I am working on some code that has to manipulate unicode strings. I am trying to write doctests for it, but am having trouble. The following is a minimal example that illustrates the problem:
# -*- coding: utf-8 -*-
def mylen(word):
"""
>>> mylen(u"áéíóú")
5
"""
return len(word)
print mylen(u"áéíóú")
First we run the code to see the expected output of print mylen(u"áéíóú")
.
$ python mylen.py
5
Next, we run doctest on it to see the problem.
$ python -m
5
**********************************************************************
File "mylen.py", line 4, in mylen.mylen
Failed example:
mylen(u"áéíóú")
Expected:
5
Got:
10
**********************************************************************
1 items had failures:
1 of 1 in mylen.mylen
***Test Failed*** 1 failures.
How then can I test that mylen(u"áéíóú")
evaluates to 5?
If you want unicode strings, you have to use unicode docstrings!

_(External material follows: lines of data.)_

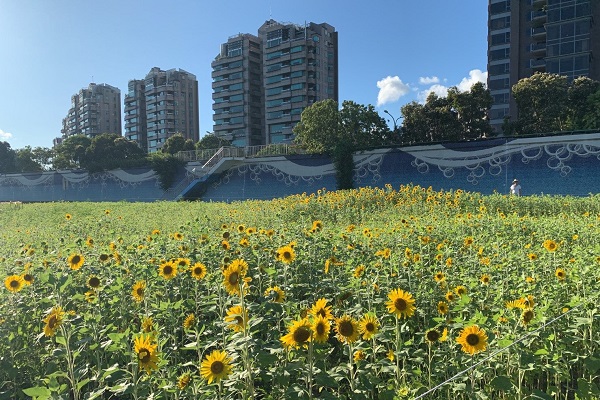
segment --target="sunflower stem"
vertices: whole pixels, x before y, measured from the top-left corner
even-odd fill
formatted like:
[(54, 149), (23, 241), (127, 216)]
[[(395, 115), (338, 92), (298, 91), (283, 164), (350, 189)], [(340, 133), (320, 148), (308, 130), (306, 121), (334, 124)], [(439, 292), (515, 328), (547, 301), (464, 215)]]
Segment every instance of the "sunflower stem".
[(308, 398), (312, 400), (312, 385), (313, 385), (313, 354), (314, 354), (314, 345), (313, 341), (309, 340), (308, 342), (308, 380), (306, 382), (306, 390), (308, 391)]

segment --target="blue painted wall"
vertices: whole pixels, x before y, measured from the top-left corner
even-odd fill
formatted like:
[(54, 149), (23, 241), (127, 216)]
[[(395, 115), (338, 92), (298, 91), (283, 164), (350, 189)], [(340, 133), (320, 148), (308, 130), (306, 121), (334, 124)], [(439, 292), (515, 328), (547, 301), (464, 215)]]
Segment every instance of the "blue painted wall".
[[(354, 161), (355, 187), (415, 184), (491, 194), (508, 193), (513, 178), (518, 178), (524, 195), (600, 193), (600, 133), (377, 149), (356, 153)], [(186, 166), (168, 192), (148, 168), (0, 175), (0, 201), (173, 200), (194, 180), (194, 167)], [(293, 155), (244, 159), (210, 176), (193, 192), (203, 201), (235, 201), (322, 188), (336, 189), (331, 160)]]

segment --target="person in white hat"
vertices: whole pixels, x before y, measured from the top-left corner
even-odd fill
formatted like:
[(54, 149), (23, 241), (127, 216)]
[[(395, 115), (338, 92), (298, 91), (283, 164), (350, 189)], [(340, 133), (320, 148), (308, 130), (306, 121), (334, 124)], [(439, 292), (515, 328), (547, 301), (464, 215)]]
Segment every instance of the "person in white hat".
[(521, 195), (521, 185), (518, 179), (513, 179), (512, 185), (510, 185), (510, 194), (514, 194), (515, 196)]

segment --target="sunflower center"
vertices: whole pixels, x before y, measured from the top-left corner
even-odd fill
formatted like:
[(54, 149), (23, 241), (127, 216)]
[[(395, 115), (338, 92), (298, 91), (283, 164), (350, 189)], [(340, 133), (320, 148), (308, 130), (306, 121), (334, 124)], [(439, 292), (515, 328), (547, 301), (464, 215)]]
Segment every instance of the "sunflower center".
[(523, 321), (529, 322), (533, 319), (533, 311), (527, 310), (523, 313)]
[(53, 315), (48, 319), (48, 328), (54, 329), (56, 327), (57, 319), (56, 315)]
[(404, 299), (396, 299), (394, 300), (394, 307), (399, 311), (404, 311), (408, 308), (408, 304)]
[(375, 330), (375, 324), (372, 322), (367, 322), (367, 324), (365, 325), (365, 330), (367, 332), (373, 332)]
[(235, 317), (235, 322), (238, 325), (243, 325), (244, 324), (244, 319), (238, 315), (238, 316)]
[(304, 343), (310, 338), (310, 331), (304, 327), (296, 329), (294, 332), (294, 342)]
[(98, 279), (96, 277), (90, 278), (89, 284), (93, 288), (98, 287), (98, 286), (100, 286), (100, 279)]
[(239, 277), (240, 276), (238, 275), (237, 272), (231, 273), (231, 275), (229, 275), (229, 283), (232, 285), (237, 285)]
[(323, 317), (323, 318), (325, 318), (325, 316), (327, 315), (327, 313), (325, 312), (325, 310), (324, 310), (324, 309), (322, 309), (322, 308), (321, 308), (319, 311), (317, 311), (317, 312), (316, 312), (316, 314), (317, 314), (319, 317)]
[(479, 344), (479, 336), (476, 333), (470, 333), (466, 340), (471, 346), (477, 346)]
[(165, 265), (165, 268), (163, 268), (163, 273), (165, 275), (171, 275), (173, 273), (173, 267), (170, 265)]
[(148, 361), (150, 361), (150, 352), (144, 348), (140, 349), (140, 352), (138, 353), (138, 359), (142, 364), (146, 364)]
[(143, 297), (144, 296), (144, 288), (137, 288), (135, 291), (135, 294), (137, 294), (139, 297)]
[(11, 288), (18, 288), (19, 287), (19, 281), (10, 281), (10, 287)]
[(81, 261), (81, 257), (73, 256), (73, 258), (71, 259), (71, 264), (79, 264), (79, 261)]
[(440, 334), (438, 333), (438, 331), (429, 331), (427, 332), (427, 340), (429, 340), (430, 342), (435, 342), (440, 338)]
[(225, 364), (222, 361), (213, 361), (210, 364), (210, 372), (214, 375), (219, 375), (225, 369)]
[(285, 258), (286, 260), (292, 258), (292, 253), (290, 253), (289, 251), (284, 251), (283, 258)]
[(201, 275), (202, 274), (202, 268), (200, 268), (200, 267), (194, 268), (194, 274), (195, 275)]
[(317, 324), (315, 330), (317, 331), (317, 335), (321, 336), (325, 334), (325, 325), (323, 323)]
[(350, 321), (342, 321), (340, 323), (340, 335), (342, 336), (352, 336), (354, 334), (354, 327)]

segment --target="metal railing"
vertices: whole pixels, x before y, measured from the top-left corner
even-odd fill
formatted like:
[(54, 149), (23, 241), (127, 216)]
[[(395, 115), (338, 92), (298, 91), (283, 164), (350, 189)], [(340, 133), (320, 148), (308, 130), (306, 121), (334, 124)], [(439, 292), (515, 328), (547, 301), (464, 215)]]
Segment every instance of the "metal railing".
[[(227, 149), (227, 150), (223, 150)], [(177, 158), (186, 162), (208, 162), (217, 153), (221, 152), (223, 157), (269, 157), (285, 156), (290, 154), (304, 154), (304, 150), (292, 144), (266, 144), (248, 147), (221, 147), (218, 149), (188, 150), (177, 153)]]

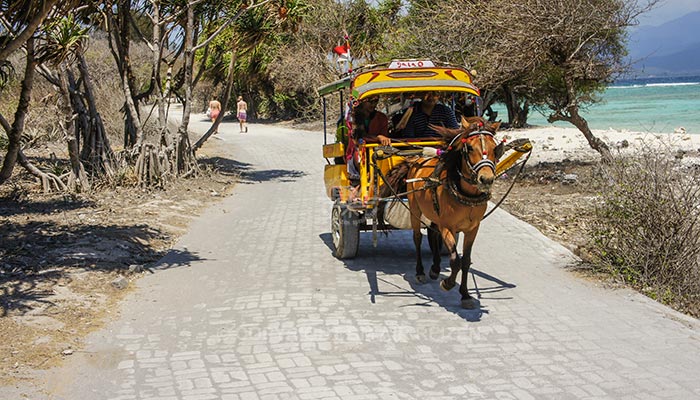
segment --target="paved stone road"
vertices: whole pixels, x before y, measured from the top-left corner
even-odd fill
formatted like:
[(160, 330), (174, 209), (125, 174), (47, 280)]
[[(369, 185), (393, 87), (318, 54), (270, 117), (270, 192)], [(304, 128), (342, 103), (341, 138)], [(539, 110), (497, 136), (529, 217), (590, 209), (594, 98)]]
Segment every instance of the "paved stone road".
[(482, 308), (465, 311), (413, 283), (408, 231), (331, 256), (318, 132), (231, 123), (211, 140), (243, 183), (31, 398), (700, 398), (697, 320), (577, 278), (509, 214), (482, 225)]

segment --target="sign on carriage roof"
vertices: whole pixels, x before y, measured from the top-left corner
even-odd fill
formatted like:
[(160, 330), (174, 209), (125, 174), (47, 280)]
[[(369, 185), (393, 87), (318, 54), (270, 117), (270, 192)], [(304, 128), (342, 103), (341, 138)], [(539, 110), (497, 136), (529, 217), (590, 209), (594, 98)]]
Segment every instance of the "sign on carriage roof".
[(435, 64), (430, 60), (394, 60), (389, 64), (389, 69), (433, 67)]

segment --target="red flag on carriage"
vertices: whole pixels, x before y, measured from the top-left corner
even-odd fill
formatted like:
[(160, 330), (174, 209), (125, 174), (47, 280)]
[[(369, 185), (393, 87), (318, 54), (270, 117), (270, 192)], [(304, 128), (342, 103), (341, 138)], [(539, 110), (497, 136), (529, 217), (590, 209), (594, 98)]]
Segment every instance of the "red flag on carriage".
[(349, 56), (350, 54), (350, 46), (348, 46), (347, 43), (340, 45), (340, 46), (335, 46), (333, 48), (333, 52), (341, 57), (343, 56)]
[(350, 37), (345, 35), (345, 43), (335, 46), (333, 52), (338, 55), (339, 62), (350, 62)]

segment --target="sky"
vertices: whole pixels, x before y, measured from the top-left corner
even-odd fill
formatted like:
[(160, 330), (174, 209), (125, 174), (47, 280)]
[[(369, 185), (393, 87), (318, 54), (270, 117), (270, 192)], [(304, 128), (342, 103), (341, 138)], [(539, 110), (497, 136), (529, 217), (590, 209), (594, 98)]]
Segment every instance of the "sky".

Mind the u
!
# -*- coding: utf-8 -*-
def mylen(word):
u""" <----- SEE 'u' HERE
>>> mylen(u"áéíóú")
5
"""
return len(word)
print mylen(u"áéíóú")
This will work -- as long as the tests pass. For Python 2.x you need yet another hack to make verbose doctest mode work or get correct tracebacks when tests fail:
if __name__ == "__main__":
import sys
reload(sys)
sys.setdefaultencoding("UTF-8")
import doctest
doctest.testmod()
NB! Only ever use setdefaultencoding for debug purposes. I'd accept it for doctest use, but not anywhere in your production code.